Elbette şiir yazan kişiyle, mektubu yazan kişi aynıdır ama bazen bambaşka kişiler gibi de gelir bana. Mektupta acemi, kendinden bahsetmekte tutuk ama öyküde, şiirde gayet rahat olabilir kişi. Ya da tam tersi, kendinden söz ederken kişiliğini gösterir, kendisi olur da şiirde başkası olur.

Diyeceğim, özellikle genç bir yazar başkasının şiirini, öyküsünü yazabilir ama kimse başkasının mektubunu yazamaz. Mektup bir bakıma yazarın edası, yürüyüşü, bakışıdır. Kişinin ta kendisidir.

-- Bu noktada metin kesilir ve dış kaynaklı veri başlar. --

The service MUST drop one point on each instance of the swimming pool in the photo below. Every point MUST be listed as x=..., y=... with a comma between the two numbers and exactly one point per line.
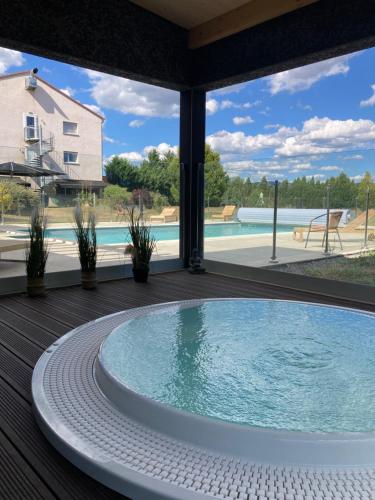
x=119, y=235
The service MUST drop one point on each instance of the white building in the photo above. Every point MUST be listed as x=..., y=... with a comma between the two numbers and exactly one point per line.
x=43, y=126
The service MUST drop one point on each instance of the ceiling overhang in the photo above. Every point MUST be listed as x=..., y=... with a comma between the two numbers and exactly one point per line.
x=124, y=39
x=208, y=21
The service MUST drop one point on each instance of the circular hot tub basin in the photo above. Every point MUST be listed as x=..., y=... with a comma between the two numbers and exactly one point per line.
x=172, y=400
x=295, y=378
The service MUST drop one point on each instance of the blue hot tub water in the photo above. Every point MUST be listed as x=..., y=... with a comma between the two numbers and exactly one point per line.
x=272, y=364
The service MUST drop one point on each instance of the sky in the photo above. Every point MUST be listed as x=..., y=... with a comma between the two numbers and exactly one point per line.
x=316, y=120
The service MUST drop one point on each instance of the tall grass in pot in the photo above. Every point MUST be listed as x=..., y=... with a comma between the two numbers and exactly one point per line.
x=85, y=231
x=141, y=247
x=36, y=254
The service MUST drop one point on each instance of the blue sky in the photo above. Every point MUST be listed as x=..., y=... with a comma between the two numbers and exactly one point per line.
x=317, y=120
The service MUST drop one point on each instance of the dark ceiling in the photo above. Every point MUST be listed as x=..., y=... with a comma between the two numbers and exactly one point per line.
x=117, y=36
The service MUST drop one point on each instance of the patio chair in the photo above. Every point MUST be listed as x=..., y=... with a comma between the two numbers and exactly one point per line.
x=354, y=226
x=333, y=226
x=168, y=214
x=227, y=213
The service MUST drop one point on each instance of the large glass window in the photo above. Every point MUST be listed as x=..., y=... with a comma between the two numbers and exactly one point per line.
x=70, y=157
x=114, y=145
x=31, y=127
x=301, y=141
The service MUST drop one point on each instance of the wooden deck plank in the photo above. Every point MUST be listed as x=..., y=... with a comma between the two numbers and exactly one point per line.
x=18, y=424
x=18, y=479
x=27, y=326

Edebiyatçı mektupları genel olarak iki çeşittir. Ya genç bir yazarla usta bir yazar ya da aynı kuşaktan iki yazar yazışmaktadır. Usta bir yazarın başka ustalarla yazışmaları başka, okurlarıyla ya da genç yazarlarla yazışmaları bambaşkadır çoğu zaman. Çoğu zaman, diyorum istisnalara tanık oldum çünkü. Söz gelimi 21 yaşımdayken 61 yaşındaki Bilge Karasu ile yazışmalarımızda usta-çırak ilişkisinden çok aynı kuşaktan iki dostun eşit ilişkisi vardı.

Kuşkusuz, iyi yazarların mektuplarıyla yapıtları arasında yazınsal değer açısından bir fark yoktur derken, mektuplarını da okuduğum ya da yayıncı olarak yazıştığım yazarlara bakarak söylüyorum. Yazarın yayıncısıyla yaptığı iş yazışmaları bazen yazınsal bir değer taşımaz ama edebiyat tarihi açısından önemlidir. Söz gelimi Yusuf Atılgan’ın Anavatan Oteli romanının adını Bilgi Yayınevi sahibi Ahmet Küflü’nün hangi gerekçelerle Anayurt Oteli yaptığı eleştirmenler için önemli bir bilgidir. Bazen yayıncının yazara, yapıta bakışını gösteren bir mektup bir kitabın yayımlanma gerekçesini ya da bir yazarın ortaya çıkışını anlatır bize.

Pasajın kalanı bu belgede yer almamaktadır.